In a recent op-ed article in the Architectural Record (#1 Source for Architectural Design, News and Products), Dante A. Ciampaglia wrote an article “(Don’t) Roll Credits: In Defense of the Cinema.” Highlights from the article:
When describing his recent outing to the cinema –
The audience fed off the film’s energy, and each other’s. Two-plus hours later, viewers buoyantly filed into a lobby buzzing with activity. Moviegoers leaving one screening mingled with those waiting for another. Friends huddled over plans for the night. Strangers discussed films, books, the neighborhood. It was the kind of experience watching a movie at home can never provide. And it’s endangered.
Responding to the idea that the US is over-screened –
America is “over-screened” only if you look at this as a dollars-and-cents issue. But there’s more to movie theaters than capital extraction. These spaces are vital social institutions and third places, as important to a functioning democracy as churches, social clubs, and school groups like the PTA. Yes, the experience of visiting a multiplex can be lousy: overpriced concessions, dirty floors and seats, and patrons more interested in their phone screen than the big screen. But when we see a movie in a theater, we’re engaging in a fundamentally communal act. We might turn out to watch buzzy Oscar bait or a new Marvel installment, but we’re also there to experience thrills, chills, drama, and comedy with other people—free of barriers, judgment, and exclusion.
Film is a democratic art. From the first silent shorts to the latest IMAX epics, movies bring people together unlike any other creative endeavor. They have evolved a lot in their more than 125-year history, but at their core they’re still cheap entertainments that tap primal feelings of love, fear, humor, sadness, and triumph and provide an outlet for our anxieties and imaginations. And from the first ramshackle nickelodeons to opulent movie palaces and shopping mall multiplexes, we’ve watched films in spaces shared with friends, family, strangers, neighbors, rich, poor, all races, all religions, all creeds.
The reminder why the Cinema is a needed place in every community -
The smartphone is the disruptive, omnipresent gadget, attached to us like a new limb. Film is now treated as content—that gray, meaningless word that encompasses everything from mediocre TikTok videos to prestige TV. If movies are content, they’re no longer unique, and no longer need unique, dedicated spaces. Best just to stay home and tumble down the algorithmic rabbit hole. And when those purpose-built boxes designed for showing a lot of movies to a lot of people in the most utilitarian way possible close, they’re often functionally useless. These transformations have made it easier to keep us segregated, sequestered, and streaming alone.
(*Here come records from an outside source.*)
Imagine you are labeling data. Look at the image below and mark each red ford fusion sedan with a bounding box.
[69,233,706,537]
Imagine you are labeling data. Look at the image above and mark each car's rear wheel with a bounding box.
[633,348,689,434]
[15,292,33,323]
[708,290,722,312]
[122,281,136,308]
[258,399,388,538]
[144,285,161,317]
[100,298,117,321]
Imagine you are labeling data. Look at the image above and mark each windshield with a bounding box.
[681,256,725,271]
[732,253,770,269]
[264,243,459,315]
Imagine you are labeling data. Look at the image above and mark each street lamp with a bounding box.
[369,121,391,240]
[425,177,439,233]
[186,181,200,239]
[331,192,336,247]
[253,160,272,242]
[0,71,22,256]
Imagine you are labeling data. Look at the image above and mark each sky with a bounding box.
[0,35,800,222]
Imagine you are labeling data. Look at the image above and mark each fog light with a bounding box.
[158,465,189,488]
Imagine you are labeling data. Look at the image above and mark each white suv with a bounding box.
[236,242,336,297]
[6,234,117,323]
One path forward lies in getting smarter-screened. For example, there is a crop of boutique theaters that have opened within the last decade as spaces catering to cinephiles and adventurous moviegoers. They prioritize human engagement over passive consumption and are committed to attracting people with something they can’t experience at home, be it screenings on film, encounters with directors, or just spaces for community and gathering around a shared interest – putting us in proximity with other people and a diversity of beliefs, opinions, and experiences in meaningful ways.
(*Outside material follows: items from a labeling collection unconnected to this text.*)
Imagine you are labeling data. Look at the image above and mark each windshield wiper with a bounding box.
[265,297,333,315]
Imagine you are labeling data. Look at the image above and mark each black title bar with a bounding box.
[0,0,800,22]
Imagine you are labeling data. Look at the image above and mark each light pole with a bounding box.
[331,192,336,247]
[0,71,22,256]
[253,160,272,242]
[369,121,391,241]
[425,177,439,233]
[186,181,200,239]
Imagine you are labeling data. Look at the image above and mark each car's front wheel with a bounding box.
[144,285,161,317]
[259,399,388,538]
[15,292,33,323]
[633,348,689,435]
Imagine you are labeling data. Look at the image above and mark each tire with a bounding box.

Corporate megaplexes have a role to play too, serving us the kinds of popcorn blockbusters that are best seen with a lot of people. But the kinds of civic-minded engagement offered by the crop of new independent theaters are the fulfillment of moviegoing’s promise. They’re reminders that to lose these spaces would be to lose something essential to our lives, communities, and culture. Movie theaters are necessary, and we need to appreciate and protect them, warts and all, before they’re “disrupted” out of existence.